Something we're also noticing in both 1.42.0 and 1.18.1 is when we connect using a connection string with a device in it (HostName=xxxxx.azure-devices.net;DeviceId=xxxxx;SharedAccessKey=xxxxx), our application will eventually generate exceptions after an inconsistent time and stop publishing data to our "older" Standard tier targets. For some reason we are using MQTT WebSocket Only for this specific connection case. I'm thinking it is because we have multiple device connections at the same and I believe MQTT is only supposed to have one. More clarification is appreciated.

The exceptions generated differ between these two versions: v1.42.0:

_Type: IotHubCommunicationException,
_Message: Transient network error occurred, please retry.,
_Source: 'Microsoft.Azure.Devices.Client',

_Type: SocketException,
_Message: An existing connection was forcibly closed by the remote host,
_Source: 'mscorlib',

v1.18.1

_Type: TimeoutException,
_Message: Operation timeout expired.,
_Source: 'Microsoft.Azure.Devices.Client',

Any information and help would be greatly appreciated. Thanks!

Console log of the issue

Logs were collected when invoking the update data functionality that caused the exception to throw. Comparison of logs show no exceptions in v1.18.1. Logs for v1.42.0 (exceptions are near the end): v1.42.0.txt Logs for v1.18.1: v1.18.1.txt

andyk-ms commented 5 months ago

Confirming the version you used: 1.18.1 -> https://github.com/Azure/azure-iot-sdk-csharp/releases/tag/2018-10-9 1.42.0 -> https://github.com/Azure/azure-iot-sdk-csharp/releases/tag/2023-05-01 these are the versions in questions, correct?

In the log for 1.42.0, the error listed is AMQP but you seems to discuss a MQTT error. For the AMQP in the log, it indicates a retry-able error, do you have retry logic to handle this? Please elaborate on the error handling. 2024-04-16T02:03:39.7255428 [Microsoft-Azure-Devices-Device-Client-Enter] (RetryStrategyAdapter#31617841, RetryStrategyAdapter.ShouldRetry, (0, Microsoft.Azure.Devices.Client.Exceptions.IotHubCommunicationException: Exception of type 'Microsoft.Azure.Devices.Client.Exceptions.IotHubCommunicationException' was thrown.)). _Type: AmqpException, _Message: , _Source: '', _HResult: [ -2146233088 ]

For the package, would you be able to update to the latest 1.42.3 with fixes to re-test? https://github.com/Azure/azure-iot-sdk-csharp/releases/tag/2024-03-28

ctruo commented 5 months ago

Hi Andy. Thanks for your reply. Yes those are the versions.

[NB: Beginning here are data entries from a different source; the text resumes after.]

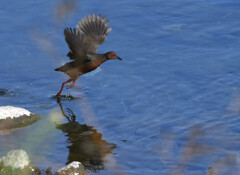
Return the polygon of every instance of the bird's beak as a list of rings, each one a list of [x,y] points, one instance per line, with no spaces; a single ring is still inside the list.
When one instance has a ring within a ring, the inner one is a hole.
[[[117,59],[119,59],[119,60],[121,60],[121,61],[122,61],[122,58],[120,58],[120,57],[117,57]]]

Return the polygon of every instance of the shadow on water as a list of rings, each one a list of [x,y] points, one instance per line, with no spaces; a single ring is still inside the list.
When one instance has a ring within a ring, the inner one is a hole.
[[[113,154],[112,150],[117,145],[103,140],[102,134],[92,126],[78,123],[76,115],[71,109],[66,108],[66,114],[60,99],[58,99],[58,104],[63,116],[68,120],[67,123],[56,125],[57,129],[66,133],[67,143],[69,143],[66,164],[79,161],[86,169],[94,172],[105,169],[104,158],[108,154]]]

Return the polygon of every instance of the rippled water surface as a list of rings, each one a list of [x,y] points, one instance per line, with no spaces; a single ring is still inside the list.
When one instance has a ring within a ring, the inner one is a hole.
[[[0,2],[0,106],[42,116],[2,133],[0,156],[22,148],[41,170],[78,160],[104,175],[240,173],[240,1],[68,3]],[[63,29],[93,13],[112,27],[99,52],[123,61],[57,103]]]

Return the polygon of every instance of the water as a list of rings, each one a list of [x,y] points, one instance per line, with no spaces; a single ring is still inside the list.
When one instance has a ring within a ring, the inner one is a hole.
[[[240,2],[80,1],[64,19],[59,1],[0,4],[0,105],[43,117],[1,135],[0,155],[22,148],[53,171],[80,160],[93,174],[239,174]],[[99,52],[124,60],[82,76],[58,104],[63,29],[92,13],[113,29]]]

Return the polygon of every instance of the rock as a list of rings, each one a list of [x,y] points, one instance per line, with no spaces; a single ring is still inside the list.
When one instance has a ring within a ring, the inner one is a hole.
[[[0,158],[1,175],[29,175],[37,174],[30,165],[30,160],[24,150],[12,150]]]
[[[85,175],[87,171],[85,171],[84,166],[77,161],[74,161],[65,167],[58,170],[55,175]]]
[[[35,123],[41,117],[13,106],[0,106],[0,130],[22,128]]]
[[[11,166],[13,169],[23,169],[30,163],[28,155],[24,150],[10,151],[0,159],[0,162],[2,162],[3,166]]]

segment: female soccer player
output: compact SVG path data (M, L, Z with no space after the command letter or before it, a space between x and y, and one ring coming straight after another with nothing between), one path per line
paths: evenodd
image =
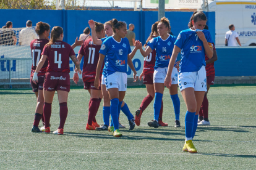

We currently do not have retry logic to handle this. We only have a simple try-catch block. I can try to upgrade to 1.42.3 and test, but we do have some constraints when it comes to upgrades (sorry I cannot elaborate further). Ideally we would like to not have an upgrade, but if it is necessary we will see.

MQTT is only used when we connect using a connection string with DeviceId in it (HostName=xxxxx.azure.devices.net;DeviceId=xxxxx;SharedAccessKey=xxxxx). If we use a shared access level connection string with no DeviceId, AMQP is used so the logs you are seeing is that. We've changed the MQTT transport to AMQP for the time being.